PYONGYANG – North Korean state media has reported the “triumphant return” of leader Kim Jong-Un, who had not made a public appearance in 40 days. His unexplained absence sparked a global rumor-mill regarding his fate and possible upheavals in the dictatorship’s top echelons.
According to reports, Kim was engaged in a furious anime marathon – a necessity considering his busy schedule. “Dear Leader works for the betterment of the people and sleeps as little as 5 minutes a night, so he is only afforded brief respites during which he can catch up on his favorite shows.”
Shows Kim marathoned included Hunter x Hunter, where Kim reportedly “greatly enjoyed the Chimera Ant Arc and felt particular sympathy for the all-powerful King, but also took special pleasure in the events that followed,” the report continued. North Korean media reports are vague by law, as spoilers carry harsh penalties including executions or deportations to hard labor camps for entire families. In 1998, Kim’s father, Kim Jong-Il, dispatched an entire newspaper staff to a labor camp after they had unintentionally printed a Neon Genesis Evangelion spoiler before he had managed to watch it.

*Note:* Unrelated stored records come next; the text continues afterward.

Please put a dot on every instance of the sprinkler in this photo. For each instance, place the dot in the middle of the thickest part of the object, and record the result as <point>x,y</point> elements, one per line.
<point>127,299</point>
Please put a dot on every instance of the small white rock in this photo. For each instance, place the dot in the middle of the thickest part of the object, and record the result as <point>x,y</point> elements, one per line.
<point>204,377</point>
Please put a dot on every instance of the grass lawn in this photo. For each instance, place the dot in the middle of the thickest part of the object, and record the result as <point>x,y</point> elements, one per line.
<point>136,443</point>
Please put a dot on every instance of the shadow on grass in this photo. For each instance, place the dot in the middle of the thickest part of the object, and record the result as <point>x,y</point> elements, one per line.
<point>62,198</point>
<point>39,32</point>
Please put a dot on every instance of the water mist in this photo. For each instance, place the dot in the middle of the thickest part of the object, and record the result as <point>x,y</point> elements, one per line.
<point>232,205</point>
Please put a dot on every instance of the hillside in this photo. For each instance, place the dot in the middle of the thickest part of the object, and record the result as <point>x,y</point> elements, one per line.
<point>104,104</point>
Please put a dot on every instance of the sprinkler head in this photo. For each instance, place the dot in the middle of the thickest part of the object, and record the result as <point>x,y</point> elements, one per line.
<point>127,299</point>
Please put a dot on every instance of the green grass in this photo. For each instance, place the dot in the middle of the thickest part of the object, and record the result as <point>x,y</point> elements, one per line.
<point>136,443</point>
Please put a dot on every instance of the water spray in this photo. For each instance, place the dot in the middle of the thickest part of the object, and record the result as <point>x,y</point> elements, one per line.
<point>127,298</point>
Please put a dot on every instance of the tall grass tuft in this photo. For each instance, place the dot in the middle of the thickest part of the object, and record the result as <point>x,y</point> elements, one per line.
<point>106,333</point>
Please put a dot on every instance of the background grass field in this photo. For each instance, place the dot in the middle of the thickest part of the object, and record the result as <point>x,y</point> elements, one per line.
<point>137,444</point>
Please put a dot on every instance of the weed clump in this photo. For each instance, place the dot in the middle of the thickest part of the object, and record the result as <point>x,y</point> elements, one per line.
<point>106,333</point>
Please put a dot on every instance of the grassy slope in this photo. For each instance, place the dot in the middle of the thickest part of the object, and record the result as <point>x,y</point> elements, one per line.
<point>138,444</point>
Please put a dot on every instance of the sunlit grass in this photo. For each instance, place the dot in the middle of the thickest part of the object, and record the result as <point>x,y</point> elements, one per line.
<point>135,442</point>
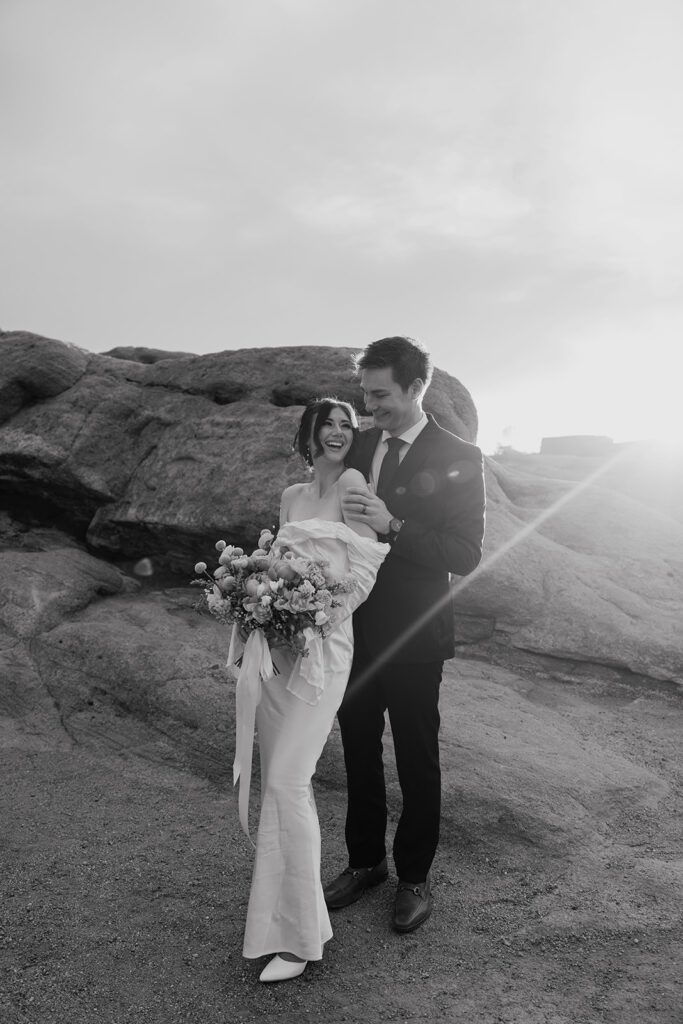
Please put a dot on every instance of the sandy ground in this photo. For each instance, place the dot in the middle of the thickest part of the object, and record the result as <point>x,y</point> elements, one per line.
<point>558,883</point>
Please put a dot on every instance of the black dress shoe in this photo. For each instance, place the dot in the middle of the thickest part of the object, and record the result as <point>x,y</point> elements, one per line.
<point>351,884</point>
<point>413,905</point>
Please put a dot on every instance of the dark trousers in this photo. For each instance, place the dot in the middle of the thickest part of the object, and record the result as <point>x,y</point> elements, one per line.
<point>410,692</point>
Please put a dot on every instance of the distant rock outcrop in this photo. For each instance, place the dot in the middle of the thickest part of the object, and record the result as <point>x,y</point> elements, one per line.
<point>108,460</point>
<point>590,444</point>
<point>162,457</point>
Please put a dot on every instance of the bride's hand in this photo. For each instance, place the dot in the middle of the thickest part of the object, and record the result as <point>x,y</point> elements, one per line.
<point>360,505</point>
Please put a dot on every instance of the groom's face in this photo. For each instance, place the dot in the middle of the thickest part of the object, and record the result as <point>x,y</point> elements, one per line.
<point>391,408</point>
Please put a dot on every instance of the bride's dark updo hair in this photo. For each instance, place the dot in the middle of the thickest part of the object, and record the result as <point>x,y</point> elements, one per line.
<point>312,419</point>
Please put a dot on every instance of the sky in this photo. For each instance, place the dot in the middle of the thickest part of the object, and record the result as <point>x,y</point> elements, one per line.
<point>502,179</point>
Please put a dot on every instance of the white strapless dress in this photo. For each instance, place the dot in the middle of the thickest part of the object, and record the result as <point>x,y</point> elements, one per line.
<point>287,911</point>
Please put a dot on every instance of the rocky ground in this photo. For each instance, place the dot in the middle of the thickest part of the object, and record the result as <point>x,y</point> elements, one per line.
<point>558,884</point>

Meanwhile Kim Jong-Un could be seen walking with a cane as he visited a clothing factory. The North Korean media reported the injury as related to Kim’s affinity for his Attack on Titan-style 3D maneuver gear, which Kim is reportedly an expert in using, but Chinese reporters with good contacts in Pyongyang report that the injury was actually sustained while trying to do the dance moves from the Love Live “Snow Halation” video.